According to ltrd, “When something like this happens, it’s usually a bunch of unintended orders. Market makers absorb this selling pressure and hedge it, causing a signal spread throughout the market.” Even large altcoins like XRP, have market caps in proportion and major US companies, are still facing liquidity problems that are clearly under pressure. explaining how this contributes to the apparent evolution and dramatic nature of such events.
As prices finally stabilized and started to rise from the lowest points, ltrd highlighted how common this pattern is in overheated markets: “The next thing you always see in overheated markets is a rapid price reversal from the lowest point. There is a large amount of liquidation, limited funds, and still many profitable players who want to buy the dip. Let’s see who will come out on top.”

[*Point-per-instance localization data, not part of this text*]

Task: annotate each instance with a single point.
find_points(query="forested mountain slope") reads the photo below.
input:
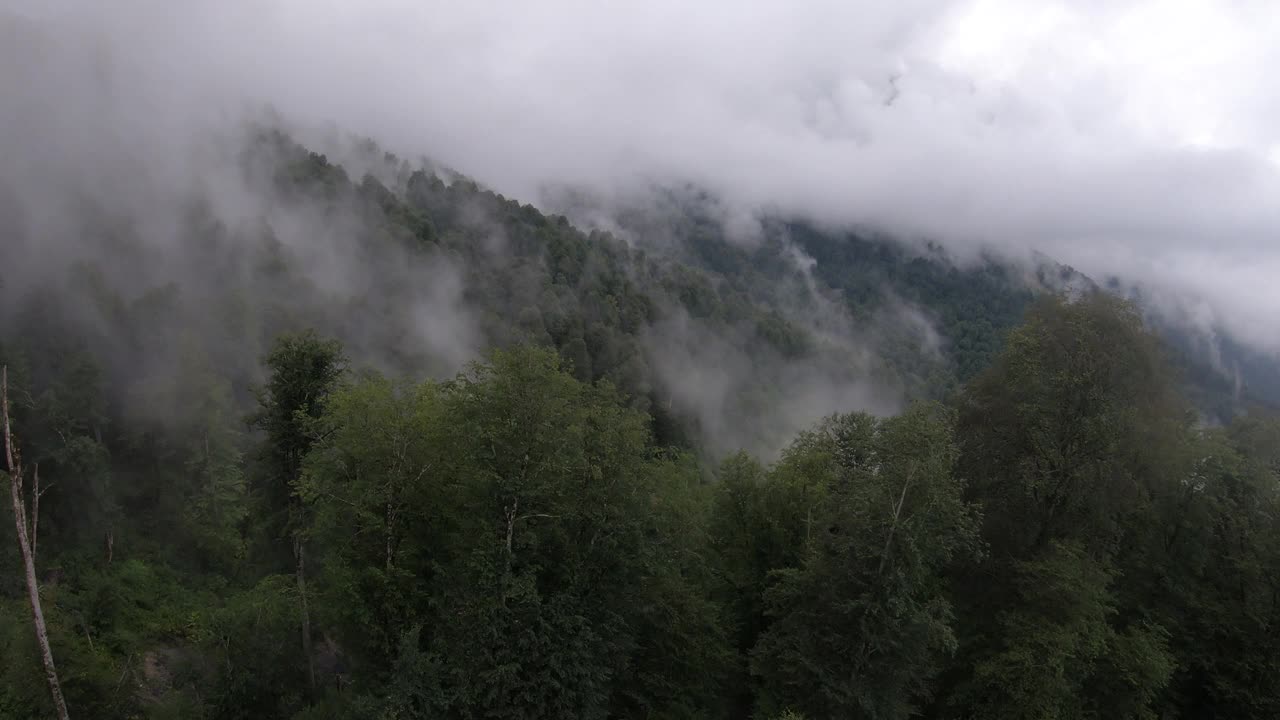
(273, 486)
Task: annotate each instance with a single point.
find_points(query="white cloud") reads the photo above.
(1133, 137)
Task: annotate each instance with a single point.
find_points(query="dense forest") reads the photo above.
(492, 465)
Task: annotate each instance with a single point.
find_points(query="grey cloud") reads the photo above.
(1132, 139)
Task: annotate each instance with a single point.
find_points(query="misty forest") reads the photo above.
(251, 490)
(302, 425)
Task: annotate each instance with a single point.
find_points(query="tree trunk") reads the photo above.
(28, 559)
(300, 556)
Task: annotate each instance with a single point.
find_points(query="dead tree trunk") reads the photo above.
(300, 556)
(26, 545)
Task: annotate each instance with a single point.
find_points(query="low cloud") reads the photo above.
(1136, 139)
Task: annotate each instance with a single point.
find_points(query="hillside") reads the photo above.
(360, 438)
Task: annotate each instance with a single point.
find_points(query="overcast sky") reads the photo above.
(1133, 137)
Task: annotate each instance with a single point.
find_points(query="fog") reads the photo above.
(1134, 139)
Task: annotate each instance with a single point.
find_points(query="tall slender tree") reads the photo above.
(305, 369)
(27, 543)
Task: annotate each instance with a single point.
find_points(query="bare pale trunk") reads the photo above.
(300, 556)
(28, 557)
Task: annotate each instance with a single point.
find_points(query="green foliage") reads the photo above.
(863, 624)
(539, 536)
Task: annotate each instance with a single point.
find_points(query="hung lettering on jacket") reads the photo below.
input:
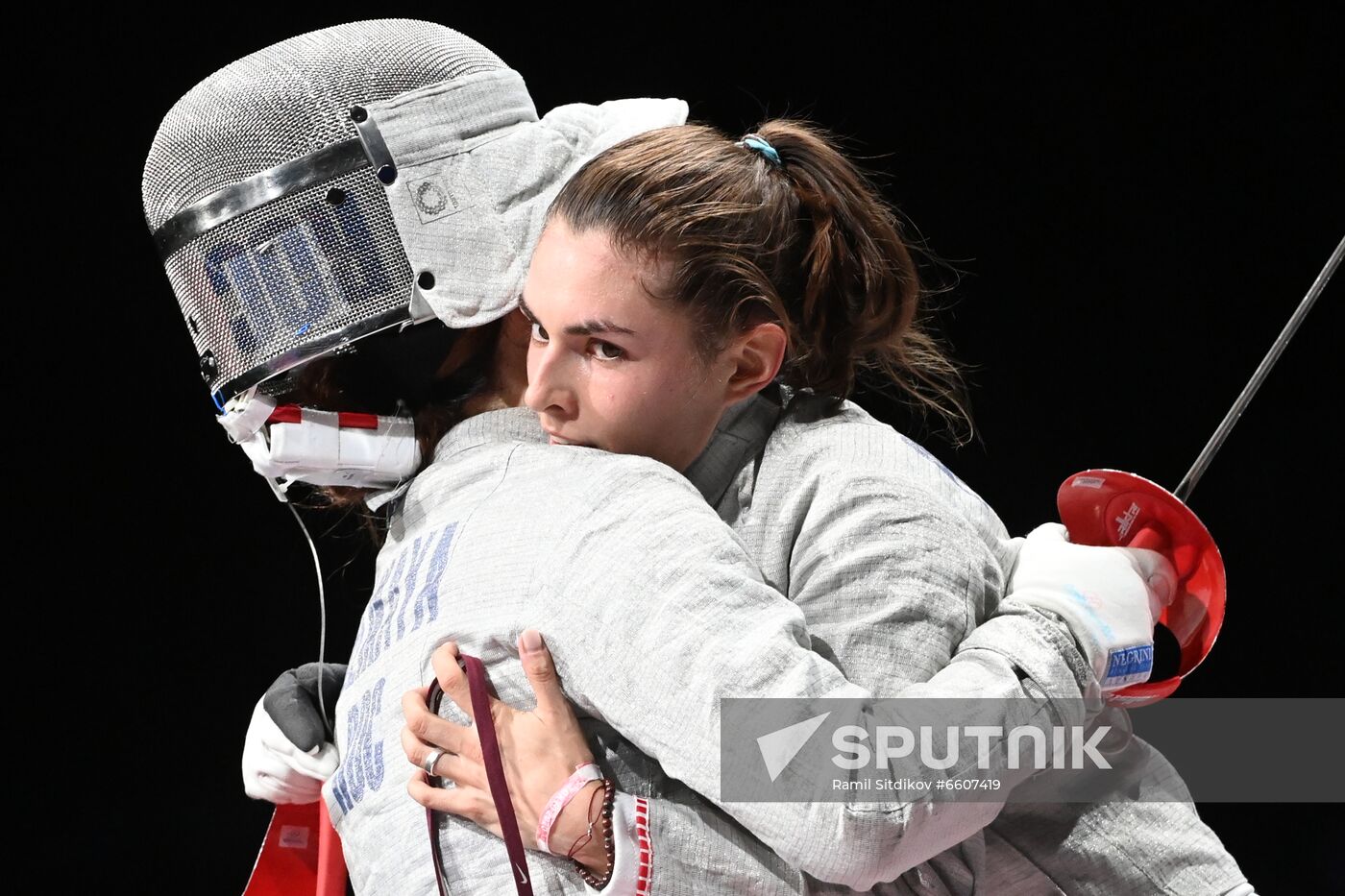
(404, 600)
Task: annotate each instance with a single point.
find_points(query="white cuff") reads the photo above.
(632, 862)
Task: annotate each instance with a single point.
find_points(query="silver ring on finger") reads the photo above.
(430, 759)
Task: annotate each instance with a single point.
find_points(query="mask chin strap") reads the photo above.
(288, 444)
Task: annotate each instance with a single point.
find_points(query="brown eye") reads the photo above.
(607, 351)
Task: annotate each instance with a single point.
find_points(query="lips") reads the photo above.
(560, 440)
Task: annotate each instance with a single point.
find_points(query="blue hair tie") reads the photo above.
(757, 143)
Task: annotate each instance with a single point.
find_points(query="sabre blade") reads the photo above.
(1216, 442)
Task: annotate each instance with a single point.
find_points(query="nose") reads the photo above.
(550, 389)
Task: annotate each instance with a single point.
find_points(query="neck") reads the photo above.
(508, 372)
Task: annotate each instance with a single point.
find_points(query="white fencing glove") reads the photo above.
(1110, 597)
(285, 754)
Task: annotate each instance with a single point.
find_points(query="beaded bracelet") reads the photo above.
(608, 798)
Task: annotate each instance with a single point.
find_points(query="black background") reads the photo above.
(1137, 200)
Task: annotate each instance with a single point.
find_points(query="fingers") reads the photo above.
(1159, 574)
(471, 804)
(459, 770)
(540, 668)
(451, 677)
(1049, 532)
(432, 731)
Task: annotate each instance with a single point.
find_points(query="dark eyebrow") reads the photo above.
(582, 328)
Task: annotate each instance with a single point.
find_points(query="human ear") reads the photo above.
(755, 355)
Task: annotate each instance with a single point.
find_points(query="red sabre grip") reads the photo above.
(1109, 507)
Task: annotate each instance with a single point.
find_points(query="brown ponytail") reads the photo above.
(804, 241)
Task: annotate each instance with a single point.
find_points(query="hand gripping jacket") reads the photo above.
(350, 181)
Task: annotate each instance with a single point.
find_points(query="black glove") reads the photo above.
(292, 702)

Macro analyst Alex Krüger put the whole event in a broader perspective. “Nothing has changed. Expect prices to rise further,” he said, while noting that future conditions, such as the pro-crypto US administration under Donald Trump, could set a positive backdrop for the digital asset.
Although Krüger indicated that there may be more increases in the coming months, he viewed these developments as normal forces. “Today was a big mistake. Especially in altcoins. It is very common in hot and highly leveraged markets. This is how crypto baptizes new entrants and keeps crypto natives sane,” Krüger said, adding “Don’t be happy to be caught too long in a strong exit. But it is what it is. The money returns to the base line across the board. This time is changing again. Expect a few more of these in the next few months.”
At press time, Bitcoin traded at $97,401.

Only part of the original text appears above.